Berlin! Punk! Cabaret!

Jedes dieser drei Worte für sich alleine lassen Ottonormalbürger vor Schreck zusammenzucken. Berlin ist pleite, Punks auch und von Cabaret kriegt Vaddi immer Schluckauf. Die Kamikaze Queens aus eben jenem Berlin nennen ihren Stil dann wohl mit Absicht so. Von DAVID EISERT

 

Ehrlich gesagt halte ich von „verkleideten“ Musikern mit lustigen Hüten, Frisuren und bunten Klamotten auch eher wenig. Meist bleiben der Spaß und die Musik auf der Strecke. Den Begriff Musiktheater gab’s mal vor grauer Vorzeit. Er schien fast ausgestorben. Mit etwas Trash-Faktor wurde er aber wieder zum Leben erweckt. Bonaparte zum Beispiel feiern mit ihrer schrillen Show einen Erfolg nach dem anderen.
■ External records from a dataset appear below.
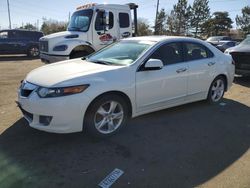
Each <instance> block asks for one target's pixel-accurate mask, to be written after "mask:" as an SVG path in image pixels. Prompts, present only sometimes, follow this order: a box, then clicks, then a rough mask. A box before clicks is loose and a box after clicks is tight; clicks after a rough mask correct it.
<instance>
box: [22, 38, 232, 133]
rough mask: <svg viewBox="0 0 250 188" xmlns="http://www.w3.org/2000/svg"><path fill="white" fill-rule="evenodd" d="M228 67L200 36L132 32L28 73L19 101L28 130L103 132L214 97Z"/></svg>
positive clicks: (214, 49) (227, 77) (231, 83)
mask: <svg viewBox="0 0 250 188" xmlns="http://www.w3.org/2000/svg"><path fill="white" fill-rule="evenodd" d="M234 70H235V66H234V62H233V60H232V58H231V56H229V55H225V54H223V53H222V52H220V51H219V50H217V49H216V48H215V47H213V46H212V45H210V44H208V43H206V42H203V41H201V40H198V39H193V38H186V37H157V36H152V37H136V38H130V39H125V40H122V41H120V42H118V43H114V44H113V45H110V46H108V47H106V48H104V49H102V50H100V51H98V52H96V53H94V54H92V55H90V56H88V57H86V58H82V59H73V60H68V61H63V62H59V63H55V64H51V65H46V66H42V67H40V68H38V69H35V70H33V71H31V72H30V73H29V74H28V75H27V77H26V78H25V79H24V81H23V82H22V84H21V86H20V88H19V90H18V105H19V107H20V109H21V110H22V112H23V114H24V117H25V119H26V120H27V121H28V122H29V125H30V126H31V127H33V128H36V129H39V130H43V131H47V132H55V133H72V132H80V131H85V130H86V131H88V132H89V133H91V134H92V135H95V136H100V137H105V136H110V135H112V134H115V133H116V132H118V131H119V130H120V129H121V128H122V127H123V126H124V125H125V124H126V120H127V119H128V118H130V117H136V116H139V115H142V114H146V113H150V112H153V111H157V110H161V109H165V108H169V107H173V106H177V105H181V104H185V103H190V102H194V101H199V100H208V101H209V102H210V103H218V102H219V101H220V100H221V99H222V97H223V94H224V92H225V91H227V90H228V89H229V88H230V87H231V85H232V82H233V79H234Z"/></svg>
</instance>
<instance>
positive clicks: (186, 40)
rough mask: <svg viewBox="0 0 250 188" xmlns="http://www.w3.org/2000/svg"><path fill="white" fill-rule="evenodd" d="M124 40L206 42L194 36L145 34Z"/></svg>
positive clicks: (199, 42) (180, 41)
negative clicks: (166, 35) (156, 34)
mask: <svg viewBox="0 0 250 188" xmlns="http://www.w3.org/2000/svg"><path fill="white" fill-rule="evenodd" d="M123 40H125V41H126V40H128V41H151V42H164V41H176V42H177V41H179V42H181V41H187V42H199V43H201V42H204V41H202V40H200V39H196V38H192V37H181V36H143V37H131V38H126V39H123Z"/></svg>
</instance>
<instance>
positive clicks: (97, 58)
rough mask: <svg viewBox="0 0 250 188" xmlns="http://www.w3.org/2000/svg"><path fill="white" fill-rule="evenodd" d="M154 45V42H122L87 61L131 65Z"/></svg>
mask: <svg viewBox="0 0 250 188" xmlns="http://www.w3.org/2000/svg"><path fill="white" fill-rule="evenodd" d="M153 44H154V42H148V41H121V42H118V43H115V44H113V45H111V46H108V47H106V48H104V49H103V50H100V51H99V52H97V53H95V54H93V55H91V56H89V57H88V59H87V61H90V62H95V63H102V64H116V65H130V64H132V63H133V62H134V61H135V60H136V59H137V58H138V57H139V56H140V55H141V54H142V53H143V52H144V51H145V50H147V49H148V48H149V47H150V46H152V45H153Z"/></svg>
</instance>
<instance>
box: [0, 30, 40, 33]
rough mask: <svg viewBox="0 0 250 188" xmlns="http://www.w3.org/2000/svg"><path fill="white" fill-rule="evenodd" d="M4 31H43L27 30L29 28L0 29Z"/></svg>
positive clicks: (33, 31)
mask: <svg viewBox="0 0 250 188" xmlns="http://www.w3.org/2000/svg"><path fill="white" fill-rule="evenodd" d="M0 31H1V32H2V31H24V32H36V33H42V32H41V31H32V30H27V29H3V30H0Z"/></svg>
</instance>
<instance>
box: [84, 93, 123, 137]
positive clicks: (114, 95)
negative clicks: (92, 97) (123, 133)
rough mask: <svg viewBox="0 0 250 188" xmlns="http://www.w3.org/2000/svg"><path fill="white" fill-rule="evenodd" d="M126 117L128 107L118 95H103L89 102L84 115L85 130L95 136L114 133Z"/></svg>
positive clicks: (122, 98)
mask: <svg viewBox="0 0 250 188" xmlns="http://www.w3.org/2000/svg"><path fill="white" fill-rule="evenodd" d="M127 119H128V107H127V104H126V103H125V101H124V100H123V98H122V97H120V96H118V95H106V96H103V97H101V98H99V99H97V100H96V101H94V102H93V104H91V106H90V107H89V109H88V111H87V114H86V116H85V123H84V124H85V126H86V128H87V131H88V132H89V133H90V134H91V135H92V136H95V137H108V136H111V135H113V134H116V133H117V132H118V131H119V130H120V129H121V128H122V127H123V126H124V125H125V123H126V121H127Z"/></svg>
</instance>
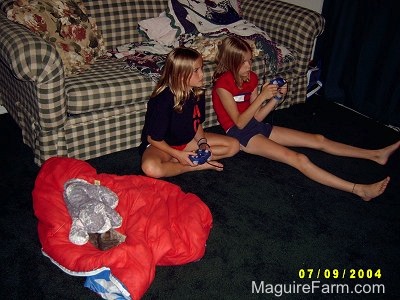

In diese Kerbe schlagen auch die fünf Musiker, die sich unter dem Namen Kamikaze Queens in Berlin zusammengefunden haben. Allesamt alte Hasen im Geschäft und mit internationalen Erfolgen in Berührung gekommen, schlagen sie mit diesem Kollektiv einen kreativen Bogen über Trash, Blues, Cabaret, 20er Jahre Tanzmusik und Rockabilly.

 

Mad Sin, Bonaparte, Atari Teenage Riot, Cry Babies, Runaway Brides sind Bands, bei denen die Queens schon tätig waren oder sind. Fest verwurzelt in der Berliner Underground Szene wollen die Fünf nun ihrem Hang zu opulenten und theatralischen Performances gemeinsam ausleben. Zuhause vor der Anlage hat man von schrillen Kostümen und viel Make Up erstmal relativ wenig. Da bleiben nur die soliden, handwerklich gut gemachten Songs, die von allen oben erwähnten Stilen ein wenig in sich tragen, ohne eine Richtung zu bevorzugen. Angenehm fällt der Gesang von Mad Kate auf. Produktionen von deutschen Bands aus diesem Genre scheitern oft an dieser Hürde. Insgesamt wohl was die Bühne und nicht so sehr für die Anlage.